43

2.2K 214 28
                                    

-04.08.19

🌼

"Demiştim demek istemiyorum ama her şey ortada Ceyhun. Zaten neden o kızla sevgili olduğunu hâlâ anlayabilmiş değilim." dediğinde, sıkıntıyla bir nefes verdim.

"Artık, ayrılalı iki gün olmuş olan eski sevgilim hakkında konuşmayı kesebilir miyiz Okyanus? Sıkıcı olmaya başladı." dediğimde, homurdandı. Onun bu haline gülümserken kendisi susmak bilmemiş, başka konulardan konuşmaya başlamıştı. Kulağımla omzumun arasına sıkıştırdığım telefonu düşürmemek için ayrı bir çaba verirken diğer yandan da hazır olduğunu düşündüğüm sırt çantamı tek koluma taktım.

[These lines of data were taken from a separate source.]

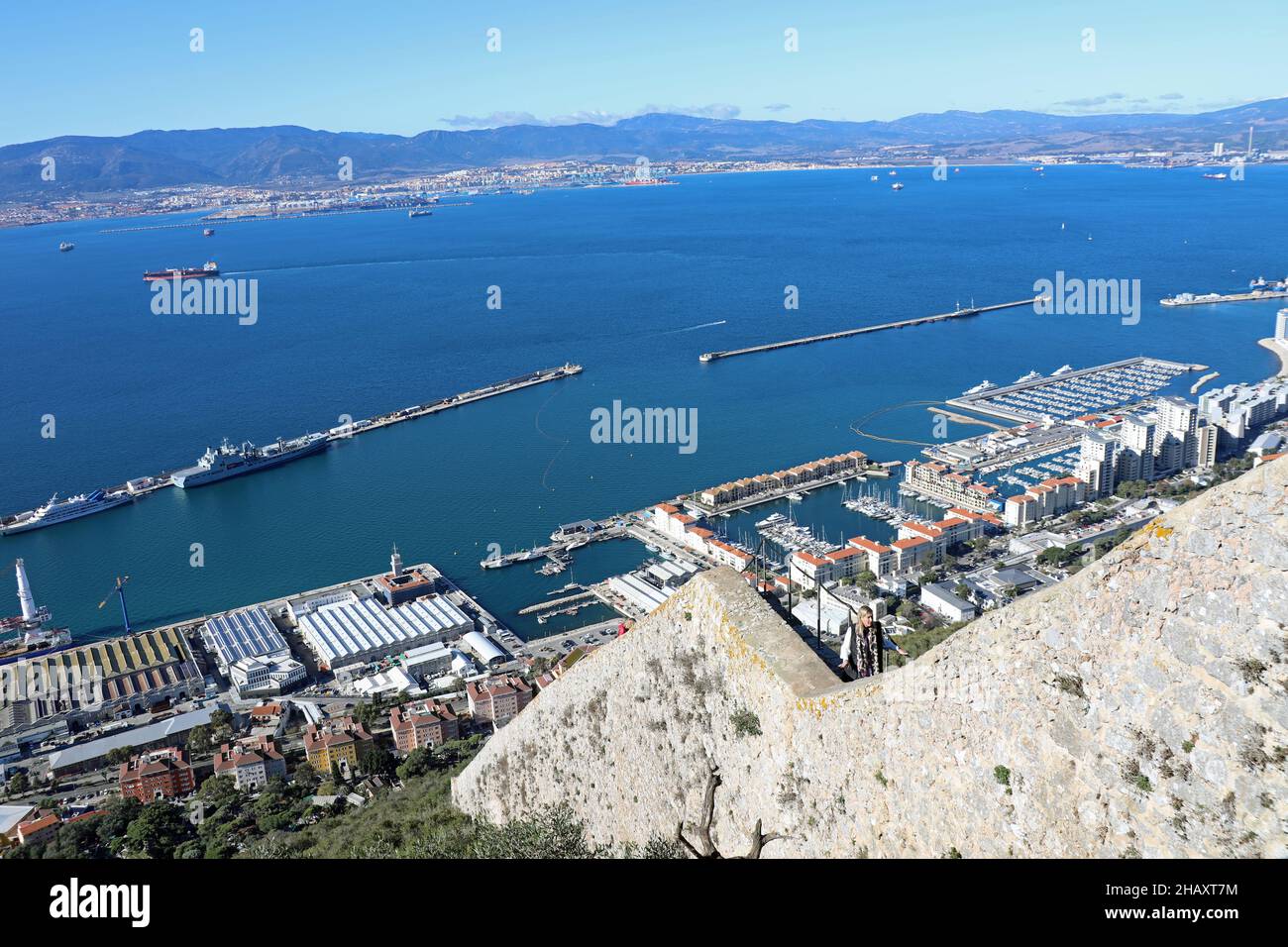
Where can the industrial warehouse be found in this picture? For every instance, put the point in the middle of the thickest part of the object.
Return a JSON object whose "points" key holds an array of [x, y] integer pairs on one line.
{"points": [[355, 630]]}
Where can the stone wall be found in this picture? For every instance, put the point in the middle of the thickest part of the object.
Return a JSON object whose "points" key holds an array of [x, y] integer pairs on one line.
{"points": [[1137, 707]]}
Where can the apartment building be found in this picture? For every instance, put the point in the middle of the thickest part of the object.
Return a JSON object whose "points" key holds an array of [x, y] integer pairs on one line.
{"points": [[250, 762], [338, 741], [156, 775], [498, 698], [425, 724]]}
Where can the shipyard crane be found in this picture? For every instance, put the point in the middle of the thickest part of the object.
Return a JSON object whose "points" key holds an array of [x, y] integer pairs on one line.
{"points": [[120, 592]]}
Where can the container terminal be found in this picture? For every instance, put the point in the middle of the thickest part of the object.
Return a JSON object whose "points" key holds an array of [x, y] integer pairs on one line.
{"points": [[846, 333], [235, 462]]}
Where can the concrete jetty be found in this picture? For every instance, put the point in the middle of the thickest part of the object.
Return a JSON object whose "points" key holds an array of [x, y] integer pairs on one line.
{"points": [[846, 333]]}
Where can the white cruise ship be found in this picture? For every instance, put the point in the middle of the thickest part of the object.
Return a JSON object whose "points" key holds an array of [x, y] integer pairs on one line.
{"points": [[60, 510]]}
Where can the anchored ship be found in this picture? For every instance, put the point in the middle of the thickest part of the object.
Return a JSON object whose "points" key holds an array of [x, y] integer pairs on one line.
{"points": [[60, 510], [210, 269], [219, 464], [30, 635]]}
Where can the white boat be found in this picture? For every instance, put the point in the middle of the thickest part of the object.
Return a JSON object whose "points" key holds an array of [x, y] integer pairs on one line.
{"points": [[60, 510]]}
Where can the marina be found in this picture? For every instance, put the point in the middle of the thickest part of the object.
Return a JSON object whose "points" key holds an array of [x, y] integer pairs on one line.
{"points": [[846, 333], [1076, 393]]}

"Daha ne yapayım istiyor anlamıyorum ki? Sınıftaki en iyi projeyi ben yaptığıma eminim! Gaddar adam! Umarım bu ayki öğretmen maaşına bir şey olurda verdiği not kadar az para alır!" dediğinde, sesli bir şekilde gülmekten kendimi alıkoyamamıştım. Sabahın erken saatlerinde okula gittiği yetmiyormuş gibi birde sıkıntıdan beni arayıp uykum ile arama girmişti. Onu dinliyormuş gibi mırıltılar çıkarmaya devam ederken mutfağa girmiştim. Buzdolabında bir tabağa dilimlenip koyulmuş olan domateslerden bir kaç tane ağzıma attım.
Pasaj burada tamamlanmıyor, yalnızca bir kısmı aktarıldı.